The Chinese technology company DeepSeek, known for its developments in the field of artificial intelligence, was in the center of a new scandal.: A number of independent experts suspect that the latest version of its language model, R1-0528, may have been trained on data obtained from Google Gemini models.
Suspicions increased after the publication of the Australian developer Sam Patch, specializing in the analysis of the so-called "emotional intelligence" of AI. On the X social network, he presented a comparative analysis of vocabulary, syntax, and intermediate reasoning models, finding a high degree of overlap between DeepSeek R1 and Google Gemini 2.5 Pro. According to him, the DeepSeek model not only uses similar phrases, but also demonstrates a similar output structure when solving problems.
Additional arguments were provided by the creator of the anonymous SpeechMap project, which analyzes” freedom of speech " in generative AI. He pointed out a suspicious overlap in the way logic chains are constructed between DeepSeek and Gemini, which may indicate that the conclusions of a competing model are traced.

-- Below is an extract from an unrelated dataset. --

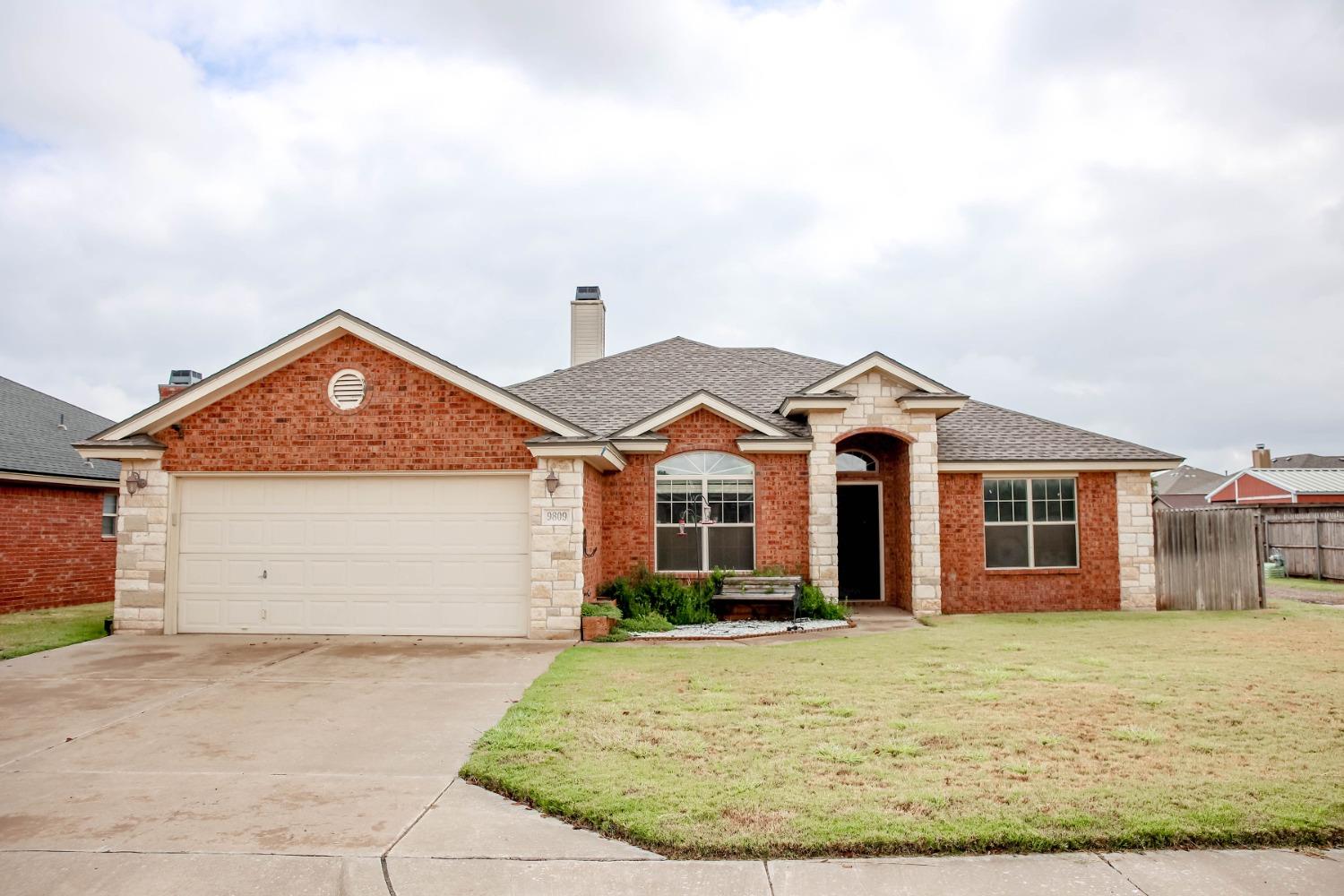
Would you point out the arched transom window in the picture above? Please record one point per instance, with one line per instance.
(855, 462)
(704, 512)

This is not the first accusation against DeepSeek. In December 2024, users recorded that another model of the company — DeepSeek V3-in some cases identified itself as ChatGPT, which raised suspicions about the use of OpenAI session logs. At the beginning of 2025, OpenAI representatives said that they have evidence of the use of distillation, a method in which one model is trained on the conclusions of another, more advanced system.
Back at the end of 2024, Microsoft, an OpenAI partner, recorded a significant amount of data leakage through internal accounts that, presumably, could be associated with DeepSeek.

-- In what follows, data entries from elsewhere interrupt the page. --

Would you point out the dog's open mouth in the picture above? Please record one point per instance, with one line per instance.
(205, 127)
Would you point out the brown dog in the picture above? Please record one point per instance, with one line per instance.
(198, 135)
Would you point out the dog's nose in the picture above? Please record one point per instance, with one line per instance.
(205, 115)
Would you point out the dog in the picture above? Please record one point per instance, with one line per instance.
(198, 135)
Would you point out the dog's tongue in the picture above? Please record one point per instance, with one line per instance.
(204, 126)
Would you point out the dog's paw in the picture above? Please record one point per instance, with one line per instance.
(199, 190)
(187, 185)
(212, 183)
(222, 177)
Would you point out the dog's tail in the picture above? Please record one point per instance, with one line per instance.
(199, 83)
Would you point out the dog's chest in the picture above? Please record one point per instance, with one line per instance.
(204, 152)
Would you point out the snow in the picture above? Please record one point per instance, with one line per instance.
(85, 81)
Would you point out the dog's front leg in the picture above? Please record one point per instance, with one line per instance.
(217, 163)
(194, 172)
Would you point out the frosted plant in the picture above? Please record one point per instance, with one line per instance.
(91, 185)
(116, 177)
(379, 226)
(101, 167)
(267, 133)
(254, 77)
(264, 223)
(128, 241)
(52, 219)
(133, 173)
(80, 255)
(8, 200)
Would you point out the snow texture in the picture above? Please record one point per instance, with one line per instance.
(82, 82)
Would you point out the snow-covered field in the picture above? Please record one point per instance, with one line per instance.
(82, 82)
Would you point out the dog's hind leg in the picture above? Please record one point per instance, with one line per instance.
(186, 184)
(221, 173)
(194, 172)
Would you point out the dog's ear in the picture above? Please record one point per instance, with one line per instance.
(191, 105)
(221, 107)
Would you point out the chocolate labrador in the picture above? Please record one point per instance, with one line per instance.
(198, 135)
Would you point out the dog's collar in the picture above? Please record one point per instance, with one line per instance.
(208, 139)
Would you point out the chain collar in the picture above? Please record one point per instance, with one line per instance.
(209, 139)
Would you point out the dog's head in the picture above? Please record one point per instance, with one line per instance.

Although the distillation technique is widely used in AI development, major market players, including OpenAI and Google, prohibit using the findings of their models to create competing solutions. However, in the context of large-scale distribution of AI content on the Internet, the line between legal and infringement of intellectual property is becoming less and less clear. Contamination of open sources-the result of massive generation of texts, codes, and images by bots-significantly complicates the process of filtering data during training.
However, according to Nathan Lambert, a researcher at AI2 (Allen Institute for AI), training DeepSeek on Gemini results remains a very likely scenario. The expert noted that in the current conditions, using the Gemini API can be faster and cheaper for DeepSeek developers than creating a completely original architecture.
Amid growing concerns, leading technology companies are stepping up security measures. OpenAI, in particular, has been requiring identity verification for access to advanced models since April, restricting access for a number of countries, including China. Google, in turn, has started reducing the detail of traces in its AI Studio to make it harder to reverse engineer Gemini's behavior. Similar steps were taken by the company Anthropic in May of this year.
Official representatives of DeepSeek at the time of publication have not commented on the situation.